Guess how old she was at the time. A teenager? Nope. A pre-schooler? Nope.
She was only a toddler, by her own candid admission. When she was six years old, she dreamt of swimming at the Olympics. A year later, her father died of cancer, shortly after assuring her she would fulfil that ambition.
This year, when she earned a spot on the Beijing-bound team, her mother, a single parent with limited resources, said she would be glued to the television set at home, watching her daughter during the Games.
Last week, Channel Seven ran a story about the swimmer’s mother and immediately the station’s phone lines began to run hot.
A pensioner promised to give $100 (Dhs 367). Individuals rang to pledge a huge variety of amounts.
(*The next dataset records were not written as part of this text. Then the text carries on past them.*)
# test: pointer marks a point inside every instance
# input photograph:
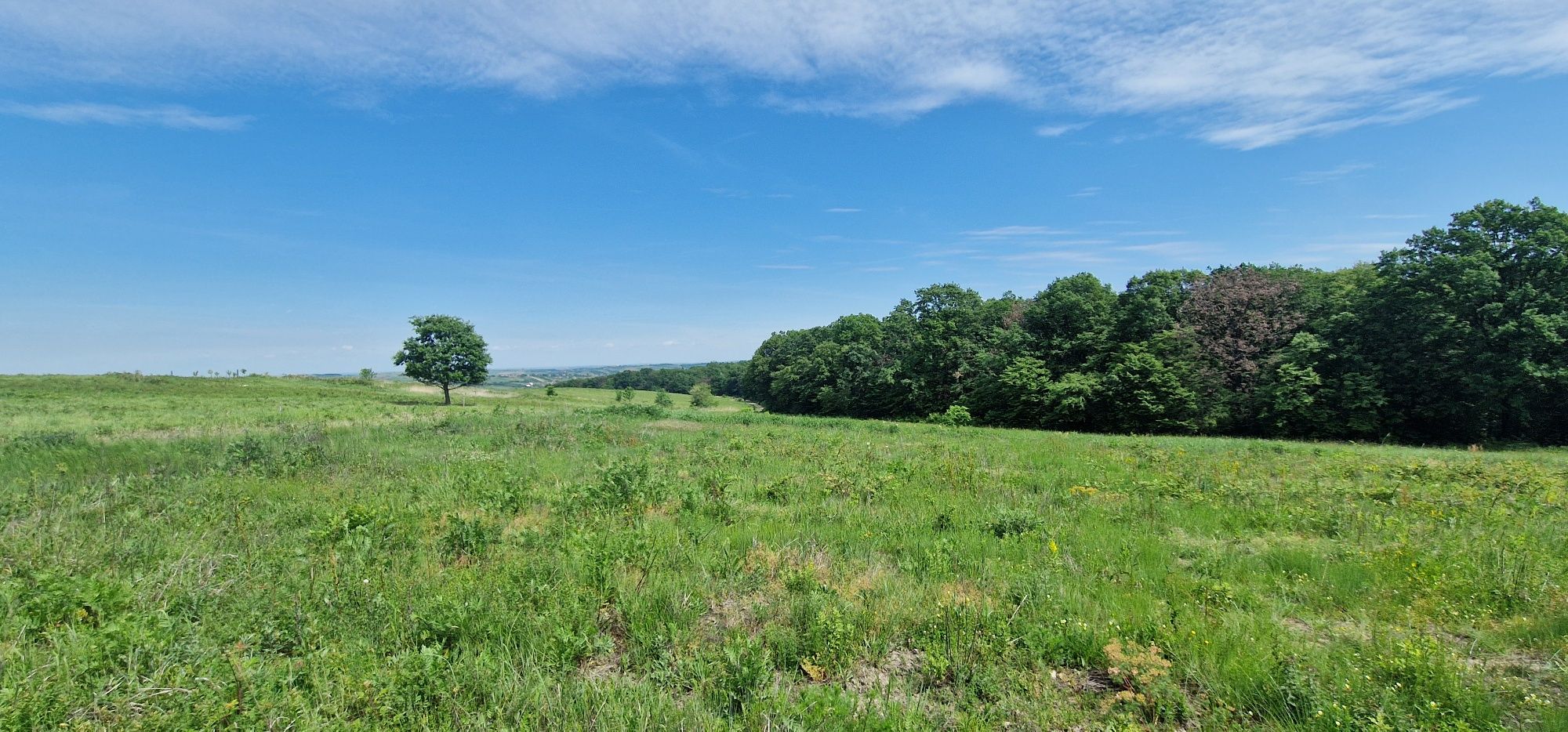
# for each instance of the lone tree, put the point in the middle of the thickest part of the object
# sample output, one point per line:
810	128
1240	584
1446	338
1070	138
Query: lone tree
445	352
The swimmer’s old school in Birkdale joined in as well. The next day, the TV channel announced that there had been so many offers of assistance from ordinary folk around the generous land that there was enough to send the swimmer’s mother to Beijing “several times over”.
It ran footage of the delighted single mum phoning her daughter to tell her that she would soon be on a plane to China.
Oh yes, I forgot to tell you that the TV channel had one dilemma. There were so many pledges of help that there was much more money than necessary.
So they solved the problem by picking up the tab themselves for the dream trip.